You Can’t Prove a Theory
Most scientists prefer to think of a theory as a perpetual work in progress. Even after mountains of evidence have been accumulated to support it, they keep it on probation with the possibility that some new evidence might contradict it or some better explanation might come along.
Albert Einstein’s famous Theory of Relativity is still being tested by scientists. It has held up very well for many years, but there are still aspects of it that need confirmation. It’s not an easy theory to test.
Charles Darwin’s Theory of Evolution, as it’s popularly known, is very well supported by research and evidence, but it’s still being tested. Interestingly, a recent survey of Americans found that 31 percent of them don’t believe the theory is “true.” Apparently they know something that tens of thousands of scientists don’t.
America Remains a Pre-Scientific Society
On the whole, Americans tend to admire “science” from afar and they tend to appreciate the many benefits and comforts that science and engineering have brought them.
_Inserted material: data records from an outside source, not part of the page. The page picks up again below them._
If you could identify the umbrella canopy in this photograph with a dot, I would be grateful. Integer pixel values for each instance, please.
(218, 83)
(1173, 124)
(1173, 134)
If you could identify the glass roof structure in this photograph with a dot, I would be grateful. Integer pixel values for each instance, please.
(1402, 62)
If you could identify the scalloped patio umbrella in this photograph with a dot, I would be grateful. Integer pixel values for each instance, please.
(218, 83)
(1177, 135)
But up close, many of them prefer to substitute religious, creationist doctrines, traditional beliefs, hearsay, rumors, and simple ignorance for scientific thinking.
Case in point: six percent of Americans polled don’t believe that astronauts ever landed on the moon. Another 5 percent are undecided. On the other hand, as many as one-third of those polled believe UFOs are alien spacecraft.
Immediately after the assassination of US President John F. Kennedy, a large and growing fan club coalesced around various conspiracy claims about who killed him and why. Each proposition had its loyal followers and most of them declared that the US government was covering up the truth. (The cover-up component seems to be an essential part of the mystery.)
A similar fan club formed after the infamous “9-11” suicide-bombing attacks on the World Trade Center in New York and on the Pentagon. It was actually “perpetrated by the US government,” some claimed. “No,” said others, “it was done by the Jews, sponsored by Israel.” “No, no, no—it was a ‘false flag’ operation (a favorite term of conspiracists who are in the know), set up to justify the invasion of Iraq.” “It wasn’t an airplane that crashed into the Pentagon—it was a missile.”
More recently, a sizable fan club of Americans (who almost universally describe themselves as Republican voters) has rallied around the claim that the 2020 presidential election was somehow rigged against the Republican candidate and in favor of his Democrat opponent. Despite the fact that the US election system has been known as one of the fairest and most accurate systems in the world for over 200 years, 78 percent of Republican voters were willing to accept the claim. A series of recounts in swing states, partisan “investigations,” and over 50 court cases failed to prove any significant amount of voting fraud, and yet millions of them chose to go on believing.
Would it be possible to educate or re-educate the 25 percent of Americans who can’t seem to tell the difference between science and fiction? That’s a topic for another conversation.
Meanwhile . . .
What Shall We Call Them?
Let’s stop dignifying hare-brained claims with the label of “theory” and give them a new, official, standard name. Hereafter, let’s refer to them as conspirastories.